The country’s largest job training program for low-income youth has been without a permanent leader since last November, a little-discussed development as Job Corps struggles with ongoing Congressional scrutiny, tens of millions of dollars in budget overruns, and a controversial freeze on new enrollment.
Edna Primrose, who took over as national director of Job Corps in March 2010, wrote a memo titled “Transition” to program staff on Nov. 8, 2012, telling them she was leaving her position – which she described in the memo as her “dream job” – to move to another federal agency.
Last week, a Senate subcommittee held a hearing to probe how Job Corps could have overspent its budget by nearly $110 million over two years, and why it chose to freeze enrollment to cut costs rather than work with vendors to reduce expenses. A House committee is conducting its own review.
At the Senate hearing, Assistant Secretary Jane Oates of the Employment and Training Administration testified she first learned of a $39 million budget shortfall for Job Corps for fiscal year 2011 on April 27, 2012. It was then that her “then-national director” approached the deputy assistant secretary and came into Oates’ office with a procurement staff member to tell her about the problem. The program overspent its budget by an additional $69.5 million in the 2012 fiscal year.

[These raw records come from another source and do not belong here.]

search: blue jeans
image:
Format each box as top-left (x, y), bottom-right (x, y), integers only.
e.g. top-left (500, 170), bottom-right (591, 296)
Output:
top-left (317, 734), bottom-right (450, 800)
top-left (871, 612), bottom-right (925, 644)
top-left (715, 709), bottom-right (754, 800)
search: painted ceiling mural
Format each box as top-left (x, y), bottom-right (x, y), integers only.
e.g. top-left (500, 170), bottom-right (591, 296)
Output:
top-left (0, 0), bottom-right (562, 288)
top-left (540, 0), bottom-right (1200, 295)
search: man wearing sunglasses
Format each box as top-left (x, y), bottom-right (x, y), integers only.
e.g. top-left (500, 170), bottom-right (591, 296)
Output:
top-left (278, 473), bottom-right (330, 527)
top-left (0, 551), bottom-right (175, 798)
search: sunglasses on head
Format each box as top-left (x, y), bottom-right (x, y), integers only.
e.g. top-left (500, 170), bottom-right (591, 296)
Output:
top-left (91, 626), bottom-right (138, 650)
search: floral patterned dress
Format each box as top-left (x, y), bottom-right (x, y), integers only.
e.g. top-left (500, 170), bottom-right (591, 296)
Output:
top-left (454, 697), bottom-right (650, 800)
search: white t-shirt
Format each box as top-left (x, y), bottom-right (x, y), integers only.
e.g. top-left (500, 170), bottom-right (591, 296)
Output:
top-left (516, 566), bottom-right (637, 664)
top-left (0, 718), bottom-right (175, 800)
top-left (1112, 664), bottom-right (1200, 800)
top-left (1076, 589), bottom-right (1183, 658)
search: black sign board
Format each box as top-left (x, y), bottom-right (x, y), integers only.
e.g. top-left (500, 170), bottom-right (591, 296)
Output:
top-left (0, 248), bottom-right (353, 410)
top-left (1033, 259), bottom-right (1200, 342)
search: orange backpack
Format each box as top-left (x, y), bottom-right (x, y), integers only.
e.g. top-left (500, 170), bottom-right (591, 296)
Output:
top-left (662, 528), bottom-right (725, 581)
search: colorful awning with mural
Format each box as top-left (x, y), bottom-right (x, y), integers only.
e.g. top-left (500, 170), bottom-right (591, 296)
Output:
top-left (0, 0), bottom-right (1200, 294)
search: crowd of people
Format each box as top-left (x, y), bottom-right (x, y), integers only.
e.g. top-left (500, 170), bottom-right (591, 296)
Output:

Youth Today has obtained a copy of Primrose’s departing memo. In it, Primrose, who had served for years with Job Corps contractors in the field and as a staff member in the national office, did not explain her decision to step down from the program’s top job.
“After 14 years of service in Job Corps, in both the public and private sectors, I am resigning my position and will be transitioning to another federal agency to continue my civil service,” Primrose wrote. “Let me express how much of an honor it has been to serve as your National Director. I can tell you that I considered this position to be my ‘dream job.’”
“Job Corps will soon be 50 years old,” Primrose’s note continued. “The program has remained vibrant and viable because of our flexibility – we change with the times, we adapt to the industries we serve to ensure our graduates have the state-of-the-art skills and credentials to be competitive, and we tailor our service delivery systems to meet every student’s needs. We are always striving to be better, to do better, to help our students realize their potential, or as I like to say, help them ‘come into their awesomeness.’”
The memo hinted at the financial and management troubles plaguing the program. “… Job Corps could not survive without dedicated staff like you. There may be external factors that impact the program and they can be very challenging. In these times, it is important to stay focused on the students. They are counting on our best.”
Primrose’s memo appeared to defend her record on the job. “When I began as National Director, I introduced a four-part platform: Stability, Consistency, Accountability, and Transparency. Under my leadership, Job Corps has made significant strides in all of these areas,” Primrose wrote. “I always strived to be a worthy steward of this noble program, and I hope you know I fought for Job Corps and our students every day.”
Her memo ends on a wistful note: “I will always love this program and I wish you continued success. Take care of yourselves and take care of Job Corps.”
The Job Corps website continues to identify Primrose as the program’s administrator, and no official notice of her departure appears readily available on the Department of Labor website. News of her resignation does not appear to have been published in the Labor Department’s regular newsletters. And the last Labor Department news release about Primrose is dated 2010 and references her appointment as director of the Job Corps program.
Only the official Labor Department blog mentions Robert Pitulej as the acting head of Job Corps, in a blog post Pitulej published on Jan. 24. His post describes how Job Corps centers are working to meet environmental standards for federal buildings. Pitulej previously worked for the Occupational Safety and Health Administration.
An email sent to Pitulej’s OSHA address bounced back. A voicemail left for a senior Labor Department spokesman was not immediately returned.